Active/passive RMA test

Stoltze · Post by **Stoltze** » Tue Apr 14, 2009 2:18 pm

Hi,

I would like to have a test, to test if the connection from a RMA goes down.. Could this be possible..?

To do a ping on localhost, isn't good enough, if you're running with backup agents..

An idea..?

KS-Soft · Post by **KS-Soft** » Tue Apr 14, 2009 2:24 pm

If you are talking about Passive RMA, you may use TCP test.
If you are using Active RMA and you have assigned backup agent... h'm that's problem

Regards
Alex

Stoltze · Post by **Stoltze** » Tue Apr 14, 2009 2:32 pm

KS-Soft wrote:If you are using Active RMA and you have assigned backup agent... h'm that's problem

And that's the one I'm using...

greyhat64 · Post by **greyhat64** » Tue Apr 14, 2009 5:18 pm

Couldn't you have a test to see if the active RMA service is running on the remote machine? If the test returns "Unknown", treat it as 'Bad' and take whatever action you choose. Maybe even make it the 'Master' for all your other RMA dependant tests.
Or am I missing something here?

Stoltze · Post by **Stoltze** » Tue Apr 14, 2009 11:05 pm

greyhat64 wrote:Couldn't you have a test to see if the active RMA service is running on the remote machine? If the test returns "Unknown", treat it as 'Bad' and take whatever action you choose.

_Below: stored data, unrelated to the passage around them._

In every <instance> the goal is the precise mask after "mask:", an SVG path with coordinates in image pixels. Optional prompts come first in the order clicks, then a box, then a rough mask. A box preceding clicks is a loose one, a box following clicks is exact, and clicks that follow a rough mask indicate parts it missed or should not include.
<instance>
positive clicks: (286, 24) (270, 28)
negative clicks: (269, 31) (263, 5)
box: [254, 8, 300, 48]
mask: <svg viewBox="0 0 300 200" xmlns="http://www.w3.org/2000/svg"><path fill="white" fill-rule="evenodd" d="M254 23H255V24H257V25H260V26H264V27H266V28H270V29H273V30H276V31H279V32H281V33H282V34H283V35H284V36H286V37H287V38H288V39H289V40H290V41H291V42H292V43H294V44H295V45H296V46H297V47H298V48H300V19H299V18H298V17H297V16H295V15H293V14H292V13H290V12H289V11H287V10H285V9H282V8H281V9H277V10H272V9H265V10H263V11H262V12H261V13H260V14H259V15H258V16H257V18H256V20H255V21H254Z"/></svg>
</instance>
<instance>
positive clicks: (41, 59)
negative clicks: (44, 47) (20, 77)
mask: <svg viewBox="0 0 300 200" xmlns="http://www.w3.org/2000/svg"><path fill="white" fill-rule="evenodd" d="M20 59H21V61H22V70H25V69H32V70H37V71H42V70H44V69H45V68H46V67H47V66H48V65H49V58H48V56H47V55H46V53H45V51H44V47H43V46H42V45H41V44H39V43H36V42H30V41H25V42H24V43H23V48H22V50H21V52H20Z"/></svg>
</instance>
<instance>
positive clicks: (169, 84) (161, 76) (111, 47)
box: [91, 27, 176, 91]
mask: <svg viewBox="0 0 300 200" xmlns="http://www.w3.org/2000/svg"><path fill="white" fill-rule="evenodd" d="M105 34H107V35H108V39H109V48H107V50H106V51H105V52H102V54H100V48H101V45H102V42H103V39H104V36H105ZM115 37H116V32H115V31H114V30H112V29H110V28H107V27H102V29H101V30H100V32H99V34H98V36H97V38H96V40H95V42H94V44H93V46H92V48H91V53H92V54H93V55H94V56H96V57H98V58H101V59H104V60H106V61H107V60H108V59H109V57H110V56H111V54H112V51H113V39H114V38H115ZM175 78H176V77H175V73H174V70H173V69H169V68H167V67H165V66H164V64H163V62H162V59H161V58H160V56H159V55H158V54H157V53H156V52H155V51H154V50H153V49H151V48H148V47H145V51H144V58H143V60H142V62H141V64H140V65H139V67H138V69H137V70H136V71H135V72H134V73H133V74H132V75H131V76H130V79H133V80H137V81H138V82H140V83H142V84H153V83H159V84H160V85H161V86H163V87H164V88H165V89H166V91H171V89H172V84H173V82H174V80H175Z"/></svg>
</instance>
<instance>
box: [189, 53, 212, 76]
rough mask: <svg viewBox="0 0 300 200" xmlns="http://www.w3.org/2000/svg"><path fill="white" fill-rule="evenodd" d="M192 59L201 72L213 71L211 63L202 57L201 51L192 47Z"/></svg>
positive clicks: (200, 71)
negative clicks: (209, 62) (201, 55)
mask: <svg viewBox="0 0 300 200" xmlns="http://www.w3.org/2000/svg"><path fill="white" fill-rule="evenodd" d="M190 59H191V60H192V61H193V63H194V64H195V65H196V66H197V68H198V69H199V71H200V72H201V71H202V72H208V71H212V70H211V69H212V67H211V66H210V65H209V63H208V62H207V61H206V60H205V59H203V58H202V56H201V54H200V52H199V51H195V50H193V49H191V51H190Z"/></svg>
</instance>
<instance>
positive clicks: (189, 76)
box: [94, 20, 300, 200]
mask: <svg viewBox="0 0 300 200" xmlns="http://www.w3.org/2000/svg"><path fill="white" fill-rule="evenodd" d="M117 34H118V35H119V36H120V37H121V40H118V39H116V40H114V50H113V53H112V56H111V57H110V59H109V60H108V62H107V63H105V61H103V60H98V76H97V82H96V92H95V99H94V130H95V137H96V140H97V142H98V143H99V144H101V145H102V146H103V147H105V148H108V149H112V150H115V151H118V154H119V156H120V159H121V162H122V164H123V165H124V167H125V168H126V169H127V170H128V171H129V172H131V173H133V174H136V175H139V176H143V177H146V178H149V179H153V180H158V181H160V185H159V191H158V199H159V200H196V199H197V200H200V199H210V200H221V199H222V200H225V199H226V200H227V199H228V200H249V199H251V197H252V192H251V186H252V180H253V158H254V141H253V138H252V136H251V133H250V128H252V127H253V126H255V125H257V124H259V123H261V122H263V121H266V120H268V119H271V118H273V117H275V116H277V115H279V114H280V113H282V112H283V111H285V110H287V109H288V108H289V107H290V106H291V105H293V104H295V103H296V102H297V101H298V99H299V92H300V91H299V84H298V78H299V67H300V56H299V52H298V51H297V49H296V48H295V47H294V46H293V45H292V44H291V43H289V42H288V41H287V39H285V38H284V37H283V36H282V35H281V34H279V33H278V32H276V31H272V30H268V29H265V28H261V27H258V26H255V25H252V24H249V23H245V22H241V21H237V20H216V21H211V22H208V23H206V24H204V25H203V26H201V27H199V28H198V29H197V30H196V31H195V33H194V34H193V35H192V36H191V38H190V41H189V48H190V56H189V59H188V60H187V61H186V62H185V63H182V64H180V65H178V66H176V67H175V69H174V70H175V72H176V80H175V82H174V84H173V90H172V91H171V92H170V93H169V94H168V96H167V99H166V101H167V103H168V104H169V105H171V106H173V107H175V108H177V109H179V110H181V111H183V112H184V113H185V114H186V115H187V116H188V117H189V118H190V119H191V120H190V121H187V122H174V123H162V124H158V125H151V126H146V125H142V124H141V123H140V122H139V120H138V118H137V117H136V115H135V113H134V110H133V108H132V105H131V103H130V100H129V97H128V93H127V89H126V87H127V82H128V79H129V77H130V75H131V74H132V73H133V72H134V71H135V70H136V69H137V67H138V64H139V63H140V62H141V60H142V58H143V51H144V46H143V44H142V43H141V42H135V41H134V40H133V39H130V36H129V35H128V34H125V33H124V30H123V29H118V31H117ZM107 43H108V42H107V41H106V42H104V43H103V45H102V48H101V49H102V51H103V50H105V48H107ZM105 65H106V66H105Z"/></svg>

Yes, I could do that.. But, the connection can still be down, even though the service is running..

That's why I would prefer a test done by AHM it self..

greyhat64 · Post by **greyhat64** » Wed Apr 15, 2009 12:23 am

I must still be missing something. . .

If the connection is down a test for the service should return an 'Unknown' status, assuming you are using the agent to perform the test. And if you are using a backup agent, have a service test set up for each of them. If the 'primary' fails, the secondary will report it, and vice-versa.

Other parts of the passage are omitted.